This post may be a little too personal. So if you’re here to look at happy wedding pictures, please skip right over this. It won’t hurt my feelings one bit.
Last week I lost a good friend. His name was John, although I never called him that. Why? Because I usually said, “Hey man!” instead. I have always had a thing about calling people by the wrong name… until now.
Losing him really changed me. I knew I’d lose friends to death over my lifetime, but I hoped it would never be on their own terms. At first I started to analyze who else in my life might be at risk, but honestly, that’s no way to live. John was the last person I’d ever have thought of. That’s part of why it’s been so tough to cope.
In the frustration, anger, hurt, and tears last week, I made a few resolutions. They may not be earth shattering to you (in fact, I’m sure they won’t be), but for me & those who know me well… it’s quite a change.

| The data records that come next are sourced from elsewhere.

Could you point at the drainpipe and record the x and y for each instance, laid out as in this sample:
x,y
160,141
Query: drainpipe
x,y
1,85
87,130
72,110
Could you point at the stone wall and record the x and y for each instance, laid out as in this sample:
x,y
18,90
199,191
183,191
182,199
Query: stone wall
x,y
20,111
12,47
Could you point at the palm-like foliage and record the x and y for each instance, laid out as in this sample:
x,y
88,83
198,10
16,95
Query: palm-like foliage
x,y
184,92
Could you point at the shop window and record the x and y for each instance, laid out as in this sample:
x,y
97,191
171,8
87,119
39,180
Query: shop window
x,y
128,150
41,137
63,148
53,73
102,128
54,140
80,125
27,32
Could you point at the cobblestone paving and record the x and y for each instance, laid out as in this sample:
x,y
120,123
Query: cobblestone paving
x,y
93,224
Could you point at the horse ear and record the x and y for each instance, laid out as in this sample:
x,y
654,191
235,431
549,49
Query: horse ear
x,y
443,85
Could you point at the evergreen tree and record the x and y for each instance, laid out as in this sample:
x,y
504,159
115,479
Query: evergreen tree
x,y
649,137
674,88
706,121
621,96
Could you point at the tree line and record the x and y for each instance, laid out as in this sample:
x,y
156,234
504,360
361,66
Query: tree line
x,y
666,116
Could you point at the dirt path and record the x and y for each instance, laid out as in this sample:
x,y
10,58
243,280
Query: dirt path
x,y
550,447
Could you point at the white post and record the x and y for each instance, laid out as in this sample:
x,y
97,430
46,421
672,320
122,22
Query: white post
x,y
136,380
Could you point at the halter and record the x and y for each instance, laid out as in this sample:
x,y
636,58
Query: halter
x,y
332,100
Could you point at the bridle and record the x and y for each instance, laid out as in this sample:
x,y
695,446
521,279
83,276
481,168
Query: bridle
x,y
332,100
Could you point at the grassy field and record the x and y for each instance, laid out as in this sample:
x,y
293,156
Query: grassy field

1) I’m now a hugger. I will hug people. Why? Because John gave tons of hugs, yet I never really gave good hugs back. I’ve never really been a hugger, but people like John have been slowly winning me over the last few years. It’s become a joke in my circle of friends because I’ve never been in love with hugs, but honestly, I’ve started to realize that I kind-of-maybe-just-a-little-bit like hugs. So no more joking, no more awkward side hugs. Just hugs. I would give just about anything to get one of his hugs again.

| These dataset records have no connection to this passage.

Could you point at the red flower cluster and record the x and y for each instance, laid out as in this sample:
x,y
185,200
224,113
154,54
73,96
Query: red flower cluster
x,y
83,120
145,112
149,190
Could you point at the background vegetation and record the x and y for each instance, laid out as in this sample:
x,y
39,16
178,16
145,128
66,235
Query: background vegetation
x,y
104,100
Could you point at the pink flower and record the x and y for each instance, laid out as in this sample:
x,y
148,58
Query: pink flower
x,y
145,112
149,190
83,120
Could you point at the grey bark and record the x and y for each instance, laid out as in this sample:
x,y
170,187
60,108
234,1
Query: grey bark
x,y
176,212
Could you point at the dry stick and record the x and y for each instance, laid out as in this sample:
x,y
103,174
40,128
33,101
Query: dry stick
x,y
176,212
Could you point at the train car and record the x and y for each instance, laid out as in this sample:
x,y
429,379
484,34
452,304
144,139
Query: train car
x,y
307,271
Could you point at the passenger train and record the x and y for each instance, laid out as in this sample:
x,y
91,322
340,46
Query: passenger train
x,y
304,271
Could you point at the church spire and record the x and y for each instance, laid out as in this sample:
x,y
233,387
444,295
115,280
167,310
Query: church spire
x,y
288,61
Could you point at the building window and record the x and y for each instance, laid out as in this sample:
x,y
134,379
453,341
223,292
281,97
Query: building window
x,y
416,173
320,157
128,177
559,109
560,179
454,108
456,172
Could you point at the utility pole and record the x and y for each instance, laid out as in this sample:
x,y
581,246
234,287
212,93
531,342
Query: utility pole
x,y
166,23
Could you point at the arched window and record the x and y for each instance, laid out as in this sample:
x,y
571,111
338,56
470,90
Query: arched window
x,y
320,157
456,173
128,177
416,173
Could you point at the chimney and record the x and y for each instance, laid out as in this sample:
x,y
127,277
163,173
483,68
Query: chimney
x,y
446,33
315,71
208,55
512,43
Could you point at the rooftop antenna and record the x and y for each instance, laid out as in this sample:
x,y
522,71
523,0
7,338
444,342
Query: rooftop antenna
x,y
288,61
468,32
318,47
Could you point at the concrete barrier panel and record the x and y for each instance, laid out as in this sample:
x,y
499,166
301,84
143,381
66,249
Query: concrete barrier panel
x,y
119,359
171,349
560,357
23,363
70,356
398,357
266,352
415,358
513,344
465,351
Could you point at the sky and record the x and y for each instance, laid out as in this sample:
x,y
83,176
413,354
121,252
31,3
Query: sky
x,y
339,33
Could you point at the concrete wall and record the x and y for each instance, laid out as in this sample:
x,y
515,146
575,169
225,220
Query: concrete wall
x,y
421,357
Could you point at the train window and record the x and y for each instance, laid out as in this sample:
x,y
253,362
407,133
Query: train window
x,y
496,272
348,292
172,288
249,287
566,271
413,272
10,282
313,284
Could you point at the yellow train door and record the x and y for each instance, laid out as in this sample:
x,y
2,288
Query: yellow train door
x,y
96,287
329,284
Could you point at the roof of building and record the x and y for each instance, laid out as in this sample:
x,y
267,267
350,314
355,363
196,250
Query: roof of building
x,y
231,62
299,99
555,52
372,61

2) I will use people’s names. I always catch myself right before I use a name because oh my goodness what if I call someone by the wrong name?! Well, if that happens, then I’ll apologize and go on with life. I’m pretty sure it’ll all be okay if I get a name wrong every now and then. There’s something powerful about hearing your name said out loud in casual conversation. I know it makes me feel special, and I certainly want to make those around me feel special.
I’ve started putting these two things into practice, and it feels good! Slowly, my joy is returning & I’m getting back to my old self again. I can’t bring John back, but I can honor his name & spread the happiness & joy that he shared with everyone he met.